2021-03-17 Redevelopers Closing CertificateREDEVELOPER'S CLOSING CERTIFICATE
THIS CLOSING CERTIFICATE is dated effective as of March 17, 2021, and is made
by SAI Properties V, Inc., a Nebraska corporation (the "Redeveloper"), for the benefit of the
Community Development Agency of the City of Blair, Nebraska (the "Agency") and the City
of Blair, Nebraska (the "City").
RECITALS
This Closing Certificate is provided in connection with the certain terms and conditions
of that Redevelopment Contract dated October 27, 2020, by and between Redeveloper and the
Agency (the "Redevelopment Contract"). The purpose of this Closing Certificate is to evidence
Redeveloper's representations and warranties related to the Redevelopment Contract in order to
effectuate the closing by and between the Agency and the Redeveloper related to a $970,000 tax
increment revenue bond entitled Tax Increment Revenue Bond of The Community Development
Agency of the City of Blair, Nebraska (The Hayden Place Redevelopment Project — Phase One),
Series 2021, Date of Issue - March 17, 2021 (the "Bond"), issued by the Agency pursuant to
Resolution No. 2021-1, passed and approved March 9, 2021 (the "Resolution"), by which
Redeveloper will be granted the net bond proceeds along with the rights to certain incremental
tax payments ("TIF Revenues") as outlined in the Redevelopment Contract as reimbursement
for costs expended pursuant to the Redevelopment Contract, and which closing is scheduled to
occur on or about March 17, 2021. Capitalized terms used herein and not otherwise defined
herein shall have the meanings provided to such terms in the Redevelopment Contract.
AGREEMENT
NOW, THEREFORE, Redeveloper hereby certifies and agrees as follows:
1. Restatement of Redevelopment Contract Representations and Warranties.
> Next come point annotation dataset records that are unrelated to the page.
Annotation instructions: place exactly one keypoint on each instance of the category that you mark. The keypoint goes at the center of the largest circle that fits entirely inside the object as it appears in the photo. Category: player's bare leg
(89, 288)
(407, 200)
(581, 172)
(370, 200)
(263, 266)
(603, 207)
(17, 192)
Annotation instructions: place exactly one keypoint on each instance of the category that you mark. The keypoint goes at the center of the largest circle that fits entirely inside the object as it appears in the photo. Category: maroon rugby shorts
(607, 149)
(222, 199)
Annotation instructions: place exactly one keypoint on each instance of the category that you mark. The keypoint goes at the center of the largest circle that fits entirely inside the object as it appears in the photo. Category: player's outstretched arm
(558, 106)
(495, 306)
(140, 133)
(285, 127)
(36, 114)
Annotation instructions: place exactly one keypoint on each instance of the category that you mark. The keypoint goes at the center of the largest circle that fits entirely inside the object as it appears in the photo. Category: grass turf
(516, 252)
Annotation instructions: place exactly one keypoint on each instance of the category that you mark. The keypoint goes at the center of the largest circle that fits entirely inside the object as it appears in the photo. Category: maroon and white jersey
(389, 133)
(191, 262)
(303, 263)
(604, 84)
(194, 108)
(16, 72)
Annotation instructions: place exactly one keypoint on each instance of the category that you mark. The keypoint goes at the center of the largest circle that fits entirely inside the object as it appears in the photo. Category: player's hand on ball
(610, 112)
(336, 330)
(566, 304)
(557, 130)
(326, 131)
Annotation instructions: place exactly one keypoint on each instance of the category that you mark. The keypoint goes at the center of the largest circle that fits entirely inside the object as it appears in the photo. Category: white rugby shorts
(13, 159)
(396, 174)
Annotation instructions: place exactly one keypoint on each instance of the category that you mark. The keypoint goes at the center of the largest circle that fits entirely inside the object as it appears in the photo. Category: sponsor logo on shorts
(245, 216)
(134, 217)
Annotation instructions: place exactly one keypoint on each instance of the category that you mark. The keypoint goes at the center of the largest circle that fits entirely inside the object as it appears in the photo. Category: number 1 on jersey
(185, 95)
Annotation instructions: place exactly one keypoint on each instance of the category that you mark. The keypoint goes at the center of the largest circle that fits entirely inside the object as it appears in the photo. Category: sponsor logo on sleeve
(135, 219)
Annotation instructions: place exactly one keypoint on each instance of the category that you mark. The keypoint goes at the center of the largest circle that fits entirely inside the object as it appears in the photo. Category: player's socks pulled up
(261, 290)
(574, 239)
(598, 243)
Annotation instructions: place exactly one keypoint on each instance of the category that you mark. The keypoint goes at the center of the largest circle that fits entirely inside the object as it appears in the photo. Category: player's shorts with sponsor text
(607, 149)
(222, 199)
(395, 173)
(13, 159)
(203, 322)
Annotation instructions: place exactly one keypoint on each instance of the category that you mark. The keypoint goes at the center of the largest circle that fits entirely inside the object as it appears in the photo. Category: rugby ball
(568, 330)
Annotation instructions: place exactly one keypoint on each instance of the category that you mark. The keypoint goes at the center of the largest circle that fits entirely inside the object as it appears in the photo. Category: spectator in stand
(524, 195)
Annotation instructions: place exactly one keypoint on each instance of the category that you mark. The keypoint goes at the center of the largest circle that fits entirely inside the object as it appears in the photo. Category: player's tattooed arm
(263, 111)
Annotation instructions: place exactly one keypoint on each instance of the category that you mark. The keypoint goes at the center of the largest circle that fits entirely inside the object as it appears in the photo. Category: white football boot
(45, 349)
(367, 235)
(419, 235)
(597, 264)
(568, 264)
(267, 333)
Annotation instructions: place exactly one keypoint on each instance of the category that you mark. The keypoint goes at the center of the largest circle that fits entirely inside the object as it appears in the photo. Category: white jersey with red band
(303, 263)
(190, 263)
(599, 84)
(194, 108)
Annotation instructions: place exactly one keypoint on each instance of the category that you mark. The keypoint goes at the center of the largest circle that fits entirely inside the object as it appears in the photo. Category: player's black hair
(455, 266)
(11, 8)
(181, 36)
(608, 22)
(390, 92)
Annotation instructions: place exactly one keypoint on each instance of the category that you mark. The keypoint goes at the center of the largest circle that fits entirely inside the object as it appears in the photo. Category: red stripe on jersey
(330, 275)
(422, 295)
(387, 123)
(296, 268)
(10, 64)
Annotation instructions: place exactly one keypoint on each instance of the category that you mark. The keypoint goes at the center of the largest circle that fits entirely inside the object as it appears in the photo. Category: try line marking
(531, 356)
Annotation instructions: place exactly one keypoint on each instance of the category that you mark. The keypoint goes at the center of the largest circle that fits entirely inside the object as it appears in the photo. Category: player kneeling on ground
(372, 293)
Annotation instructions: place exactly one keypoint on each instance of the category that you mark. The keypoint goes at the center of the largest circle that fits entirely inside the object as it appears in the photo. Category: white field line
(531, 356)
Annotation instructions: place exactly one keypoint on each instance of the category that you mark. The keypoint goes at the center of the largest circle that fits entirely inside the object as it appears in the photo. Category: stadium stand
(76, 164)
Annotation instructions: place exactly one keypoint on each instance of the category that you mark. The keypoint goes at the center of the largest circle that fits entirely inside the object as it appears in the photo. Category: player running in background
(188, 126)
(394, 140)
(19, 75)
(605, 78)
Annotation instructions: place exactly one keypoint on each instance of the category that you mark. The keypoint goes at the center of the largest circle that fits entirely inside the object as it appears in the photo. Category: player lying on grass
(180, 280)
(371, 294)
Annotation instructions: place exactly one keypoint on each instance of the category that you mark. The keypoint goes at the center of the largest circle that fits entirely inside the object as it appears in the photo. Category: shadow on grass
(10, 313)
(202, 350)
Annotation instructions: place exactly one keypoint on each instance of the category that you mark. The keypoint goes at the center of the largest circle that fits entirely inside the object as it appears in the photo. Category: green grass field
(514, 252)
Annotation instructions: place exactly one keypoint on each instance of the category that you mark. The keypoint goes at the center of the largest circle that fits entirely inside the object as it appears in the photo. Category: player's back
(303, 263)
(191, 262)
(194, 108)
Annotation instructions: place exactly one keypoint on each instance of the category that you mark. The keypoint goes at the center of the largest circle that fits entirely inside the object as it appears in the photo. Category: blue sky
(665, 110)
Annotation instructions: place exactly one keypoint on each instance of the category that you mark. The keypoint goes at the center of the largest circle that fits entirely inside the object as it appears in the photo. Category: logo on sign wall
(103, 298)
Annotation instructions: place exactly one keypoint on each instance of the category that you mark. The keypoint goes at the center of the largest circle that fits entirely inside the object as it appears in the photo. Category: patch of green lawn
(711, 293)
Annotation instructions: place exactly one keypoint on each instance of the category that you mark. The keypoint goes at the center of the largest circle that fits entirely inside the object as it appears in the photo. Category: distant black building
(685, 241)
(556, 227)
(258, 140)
All representations and warranties made by Redeveloper relating to the Redevelopment Contract
are true and correct in all respects as of this date. These representations and warranties
specifically include the following:
A. Redeveloper, a Nebraska corporation which is authorized and qualified to transact
business in the State of Nebraska, is not in violation of any provisions of its articles of
incorporation or bylaws, is authorized to enter into and perform its obligations under this
Agreement and, to the best knowledge of the Redeveloper, is not in violation of the laws
of the State of Nebraska.
B. Throughout the term of the Redevelopment Contract, Redeveloper will reasonably
endeavor to rehabilitate, operate and maintain the Phase One Project in accordance with
the terms of the Redevelopment Contract and all applicable local, state and federal laws
and regulations.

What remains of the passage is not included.